WK:  Our customers are already investing in trying to generate risk assessments using very costly consultants. They’re calling growers for anecdotal information, spending thousands of dollars on flights to visit regions, investing in expensive field trials.

We find through multiple tests with customers that their one to two year process gives them the same answer as our software. So we can save them one to two years of time, money, and not to mention speed to market. The ROI story is it will save you time, it’ll save you money. It’ll help you move faster.

AFN: Are new players coming into this long-range forecasting and insights space?

HG: We definitely see more companies coming in as volatility is becoming a bigger problem for supply chains. But it’s good for the market, because it signals to investors that this is the hot market, which we believe will help us when we go out and raise our next round.

AFN: How much money have you raised, and when might you achieve profitability?

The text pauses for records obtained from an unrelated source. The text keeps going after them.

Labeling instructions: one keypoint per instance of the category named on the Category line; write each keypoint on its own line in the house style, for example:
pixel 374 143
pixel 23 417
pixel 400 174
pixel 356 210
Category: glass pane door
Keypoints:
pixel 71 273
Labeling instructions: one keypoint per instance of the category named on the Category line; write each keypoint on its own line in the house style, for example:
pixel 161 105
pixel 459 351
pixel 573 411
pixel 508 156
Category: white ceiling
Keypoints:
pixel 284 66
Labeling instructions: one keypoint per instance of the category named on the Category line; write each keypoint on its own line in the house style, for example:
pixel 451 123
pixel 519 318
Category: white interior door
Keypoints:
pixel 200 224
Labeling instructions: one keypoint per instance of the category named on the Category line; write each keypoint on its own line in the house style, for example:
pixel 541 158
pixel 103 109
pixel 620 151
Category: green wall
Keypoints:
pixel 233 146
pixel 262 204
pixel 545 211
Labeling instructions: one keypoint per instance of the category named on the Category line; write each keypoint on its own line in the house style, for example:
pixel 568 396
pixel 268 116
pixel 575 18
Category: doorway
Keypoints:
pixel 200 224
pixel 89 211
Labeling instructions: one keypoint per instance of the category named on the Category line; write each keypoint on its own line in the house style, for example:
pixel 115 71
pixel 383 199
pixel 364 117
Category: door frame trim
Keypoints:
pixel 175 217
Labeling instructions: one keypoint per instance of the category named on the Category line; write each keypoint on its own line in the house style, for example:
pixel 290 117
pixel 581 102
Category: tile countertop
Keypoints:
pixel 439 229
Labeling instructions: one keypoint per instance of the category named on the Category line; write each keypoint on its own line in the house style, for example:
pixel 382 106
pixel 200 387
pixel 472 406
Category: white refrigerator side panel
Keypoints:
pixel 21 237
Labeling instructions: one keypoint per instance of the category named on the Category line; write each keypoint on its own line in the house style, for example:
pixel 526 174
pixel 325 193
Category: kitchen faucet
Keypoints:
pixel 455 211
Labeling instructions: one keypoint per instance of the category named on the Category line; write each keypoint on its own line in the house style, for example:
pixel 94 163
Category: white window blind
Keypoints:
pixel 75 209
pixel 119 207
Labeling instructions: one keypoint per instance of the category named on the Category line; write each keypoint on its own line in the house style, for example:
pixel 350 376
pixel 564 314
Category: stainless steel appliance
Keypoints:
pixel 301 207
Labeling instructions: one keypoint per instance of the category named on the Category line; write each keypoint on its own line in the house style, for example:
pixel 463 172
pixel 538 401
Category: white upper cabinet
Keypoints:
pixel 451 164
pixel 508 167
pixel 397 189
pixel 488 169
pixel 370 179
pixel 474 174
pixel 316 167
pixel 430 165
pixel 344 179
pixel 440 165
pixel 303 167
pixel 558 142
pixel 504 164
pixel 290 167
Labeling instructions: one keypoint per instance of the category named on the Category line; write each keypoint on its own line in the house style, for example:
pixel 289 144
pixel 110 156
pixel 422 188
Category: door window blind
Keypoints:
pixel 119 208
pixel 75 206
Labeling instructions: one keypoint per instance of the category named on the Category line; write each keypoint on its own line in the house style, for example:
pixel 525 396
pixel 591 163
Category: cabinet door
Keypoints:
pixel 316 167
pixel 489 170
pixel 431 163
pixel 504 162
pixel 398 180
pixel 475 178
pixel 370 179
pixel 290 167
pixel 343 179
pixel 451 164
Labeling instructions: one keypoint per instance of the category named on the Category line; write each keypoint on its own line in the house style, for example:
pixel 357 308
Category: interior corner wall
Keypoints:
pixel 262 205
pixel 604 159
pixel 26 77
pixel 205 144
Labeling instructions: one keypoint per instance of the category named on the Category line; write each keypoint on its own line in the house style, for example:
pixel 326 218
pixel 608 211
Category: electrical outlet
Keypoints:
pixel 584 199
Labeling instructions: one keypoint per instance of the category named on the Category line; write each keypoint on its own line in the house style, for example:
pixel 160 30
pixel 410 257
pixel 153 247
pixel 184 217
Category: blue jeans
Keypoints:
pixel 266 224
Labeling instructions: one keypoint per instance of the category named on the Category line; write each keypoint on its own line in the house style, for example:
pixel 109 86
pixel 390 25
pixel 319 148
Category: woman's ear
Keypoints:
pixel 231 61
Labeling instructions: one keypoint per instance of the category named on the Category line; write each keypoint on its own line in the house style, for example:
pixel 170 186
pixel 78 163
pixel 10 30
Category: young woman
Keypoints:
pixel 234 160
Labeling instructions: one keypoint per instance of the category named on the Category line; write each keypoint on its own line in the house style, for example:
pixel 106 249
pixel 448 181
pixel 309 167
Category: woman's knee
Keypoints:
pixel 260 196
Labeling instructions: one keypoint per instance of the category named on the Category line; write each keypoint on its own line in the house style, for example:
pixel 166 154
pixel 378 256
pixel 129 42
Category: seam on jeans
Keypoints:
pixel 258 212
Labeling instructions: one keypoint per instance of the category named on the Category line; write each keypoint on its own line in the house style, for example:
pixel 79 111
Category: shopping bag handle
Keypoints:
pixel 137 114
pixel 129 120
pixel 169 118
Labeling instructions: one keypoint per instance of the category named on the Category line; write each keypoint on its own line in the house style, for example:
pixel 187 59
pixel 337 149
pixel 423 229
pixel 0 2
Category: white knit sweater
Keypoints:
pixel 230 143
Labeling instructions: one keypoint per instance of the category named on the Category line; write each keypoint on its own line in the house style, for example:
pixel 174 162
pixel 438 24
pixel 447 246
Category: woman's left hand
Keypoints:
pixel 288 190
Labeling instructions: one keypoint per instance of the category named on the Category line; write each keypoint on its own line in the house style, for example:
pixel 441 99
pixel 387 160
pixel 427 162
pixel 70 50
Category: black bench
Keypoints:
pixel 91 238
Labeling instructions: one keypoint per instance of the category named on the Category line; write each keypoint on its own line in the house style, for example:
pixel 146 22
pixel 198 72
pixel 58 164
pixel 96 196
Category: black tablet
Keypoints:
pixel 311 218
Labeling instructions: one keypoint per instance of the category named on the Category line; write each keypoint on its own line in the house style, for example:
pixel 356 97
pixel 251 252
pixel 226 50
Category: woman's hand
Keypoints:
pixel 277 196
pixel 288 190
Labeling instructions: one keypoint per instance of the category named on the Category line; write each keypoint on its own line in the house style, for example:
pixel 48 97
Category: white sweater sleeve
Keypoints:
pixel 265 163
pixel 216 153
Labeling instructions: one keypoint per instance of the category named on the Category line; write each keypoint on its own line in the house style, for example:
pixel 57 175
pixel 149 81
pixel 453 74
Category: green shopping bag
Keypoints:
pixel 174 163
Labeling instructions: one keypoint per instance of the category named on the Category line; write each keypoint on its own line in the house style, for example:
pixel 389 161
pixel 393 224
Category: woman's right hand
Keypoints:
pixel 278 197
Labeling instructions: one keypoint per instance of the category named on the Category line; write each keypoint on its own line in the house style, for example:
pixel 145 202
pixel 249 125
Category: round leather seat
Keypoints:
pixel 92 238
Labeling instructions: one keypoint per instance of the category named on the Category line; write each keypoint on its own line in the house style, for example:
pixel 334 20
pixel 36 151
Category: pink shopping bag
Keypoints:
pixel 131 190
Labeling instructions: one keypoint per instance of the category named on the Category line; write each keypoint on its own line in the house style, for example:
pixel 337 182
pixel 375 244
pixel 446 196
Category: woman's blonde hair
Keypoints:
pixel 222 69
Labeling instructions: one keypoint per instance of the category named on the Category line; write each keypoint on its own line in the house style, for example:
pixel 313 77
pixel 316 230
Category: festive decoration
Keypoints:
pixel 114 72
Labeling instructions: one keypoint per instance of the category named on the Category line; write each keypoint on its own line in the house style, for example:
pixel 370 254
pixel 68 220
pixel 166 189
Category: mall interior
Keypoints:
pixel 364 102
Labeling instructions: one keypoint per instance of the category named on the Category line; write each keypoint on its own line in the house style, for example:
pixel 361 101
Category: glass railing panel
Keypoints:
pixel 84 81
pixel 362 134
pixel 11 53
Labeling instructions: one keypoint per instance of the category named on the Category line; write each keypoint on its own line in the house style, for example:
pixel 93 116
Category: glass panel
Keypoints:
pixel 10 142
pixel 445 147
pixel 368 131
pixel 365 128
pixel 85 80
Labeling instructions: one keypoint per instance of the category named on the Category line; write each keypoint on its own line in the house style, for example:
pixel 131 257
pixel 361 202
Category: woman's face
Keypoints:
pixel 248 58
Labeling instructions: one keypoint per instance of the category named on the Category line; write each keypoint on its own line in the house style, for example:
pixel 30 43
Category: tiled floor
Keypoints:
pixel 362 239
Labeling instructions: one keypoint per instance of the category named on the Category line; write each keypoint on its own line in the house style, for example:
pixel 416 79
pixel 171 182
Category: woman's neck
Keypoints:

HG: We’ve raised $38 million so far, we raised our Series B round last March, and I think we’ll be profitable by Q3 or Q4 of next year. We are a very lean team and we have developed an SaaS model whereby the your marginal cost of adding new customers is minimal. So so we think more in terms of how do we first acquire and prove value to, let’s say, 200 partners, and then we’ll think about going out and raising a Series C after that, probably by the end of next year.

AFN: What is next for the platform?

HG: In addition to food and ag companies, we’re also talking to governments focused on food and water security, and broader supply chain players in transportation, for example.

So we’re looking at things like what is the probability of Mississippi River being lower than normal? Should firms book carriages before [shipping] prices goes up? What is the hurricane risk at the ports at which food companies are importing or exporting crops so they can optimize their logistics?

And the last part is looking at what’s happening in end markets for our clients’ goods. Just as the supply of barley is linked to weather, demand for beer is also linked to weather. So how do these companies think about inventory and sales planning?

From a business standpoint, we started in the US, then moved to Europe, Japan, Australia and India. However, most of the companies we work with have global supply chains and sourcing regions, so they might be sourcing from Africa and South America, and our model can work at any location. The challenge is that in some regions, there’s not much data available.

So we have two product lines, one looks at what we are expecting in terms of yield and quality for crops and regions where we have enough historical data available, either publicly or through our partners.

But then we have a second product called risk outlook, which looks at indices tailored to specific crops that our partners can use in decision making. So as an example, we just launched a risk outlook model on coffee and cocoa. Because of the limited data set, the yield models on cocoa don’t work well so we came up with risk indicators such as heat risk during pollination or drought during harvesting and then we validate them by looking at how markets have reacted in the past.